Cette recension a été publiée dans le numéro d’hiver 2021-2022 de Politique étrangère (n° 4/2021). Rémy Hémez propose une analyse de l’ouvrage de Simon Akam, The Changing of the Guard: The British Army since 9/11 (Scribe, 2021, 704 pages).

Plusieurs auteurs se sont déjà penchés sur les échecs militaires britanniques en Afghanistan et en Irak, comme Frank Ledwidge dans Losing Small Wars et Investment in Blood ou plus récemment Ben Barry dans Blood, Metal and Dust. Dans ce volumineux et brillant essai, le journaliste britannique Simon Akam se concentre sur le rôle de la culture de l’armée britannique dans ces échecs.

En 8 parties et 24 chapitres, il dresse une histoire non officielle de l’engagement britannique dans ces deux longues guerres. Il procède par épisodes, analysant notamment la préparation dans les camps d’Allemagne et du Canada, l’invasion de l’Irak, l’opération Charge of the Knights (Irak, 2008), les combats dans le Helmand, mais également l’acquisition d’équipements en urgence, les accusations de crimes de guerre ou la réforme du système régimentaire. Son propos s’appuie sur environ 260 entretiens menés durant trois ans, ainsi que sur des documents en sources ouvertes, et des observations nourries de voyages sur ces théâtres d’opérations et un engagement militaire d’une année.

La mosaïque de ces expériences brosse le tableau d’une armée éprouvant de grandes difficultés à s’adapter aux conditions des opérations à Bassora et dans le Helmand, elle qui pourtant a beaucoup vanté ses expériences en matière de contre-insurrection et qui, après la guerre du Golfe et l’intervention en Sierra Leone, était souvent présentée comme « la meilleure petite armée du monde ».

Au fil des chapitres, quelques thèmes récurrents se dégagent. C’est le cas des tensions qui se font jour au sein de la « relation spéciale » entre États-Unis et Royaume-Uni en raison des restrictions imposées aux opérations militaires par le gouvernement britannique, de certaines tactiques considérées comme dépassées ou d’un équipement inadapté mettant les soldats britanniques en danger. Simon Akam met, de même, en lumière de nombreux aspects dysfonctionnels et contradictoires de la vie militaire britannique : par exemple, l’acceptation généralisée de la consommation excessive d’alcool.

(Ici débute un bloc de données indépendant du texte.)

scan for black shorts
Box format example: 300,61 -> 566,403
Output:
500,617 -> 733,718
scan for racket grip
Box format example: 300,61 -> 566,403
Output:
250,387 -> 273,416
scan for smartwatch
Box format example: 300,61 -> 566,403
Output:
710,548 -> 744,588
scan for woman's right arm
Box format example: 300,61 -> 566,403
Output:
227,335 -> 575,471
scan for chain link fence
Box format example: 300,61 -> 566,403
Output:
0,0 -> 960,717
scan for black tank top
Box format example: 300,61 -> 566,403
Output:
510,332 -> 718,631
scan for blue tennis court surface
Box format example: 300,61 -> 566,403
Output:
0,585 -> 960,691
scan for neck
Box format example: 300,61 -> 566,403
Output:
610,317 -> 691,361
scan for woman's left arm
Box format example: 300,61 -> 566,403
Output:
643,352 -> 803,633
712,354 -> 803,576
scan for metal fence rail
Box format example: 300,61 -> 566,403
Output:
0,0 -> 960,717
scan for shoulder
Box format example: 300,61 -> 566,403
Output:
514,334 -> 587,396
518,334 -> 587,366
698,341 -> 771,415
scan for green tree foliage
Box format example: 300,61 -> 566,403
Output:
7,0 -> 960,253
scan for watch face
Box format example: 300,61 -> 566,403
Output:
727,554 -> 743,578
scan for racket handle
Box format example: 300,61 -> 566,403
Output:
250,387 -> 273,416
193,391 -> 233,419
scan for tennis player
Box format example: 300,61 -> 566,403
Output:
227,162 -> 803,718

Une des grandes qualités du livre est que l’auteur pousse très souvent le lecteur à la réflexion sur des sujets peu explorés. C’est le cas lorsqu’il souligne l’impact sur le comportement des militaires de la large diffusion des vidéos de combats prises par les soldats eux-mêmes. C’est aussi vrai quand il interroge le système d’attribution de médailles, peu équitable et qui, surtout, encouragerait un comportement inadapté à une campagne de contre-insurrection en survalorisant la violence et l’agressivité au combat.

La thèse centrale de l’auteur est le manque de responsabilité du haut commandement britannique. Aucune discussion n’aurait véritablement été menée en interne pour comprendre les raisons des échecs en Irak et en Afghanistan. Surtout, dans un chapitre intitulé « Blame Game », l’auteur s’interroge : comment, lorsqu’un conflit a si mal tourné à tant de niveaux, les responsables peuvent-ils être promus et félicités pour le rôle qu’ils y ont tenu ?

On pourra reprocher à Simon Akam une vision excessivement critique de l’armée britannique, d’autant qu’il véhicule en parallèle une image avantageuse de celle des États-Unis. Ce livre constitue néanmoins une lecture indispensable pour tous ceux qui s’intéressent aux guerres d’Irak et d’Afghanistan et à l’armée britannique.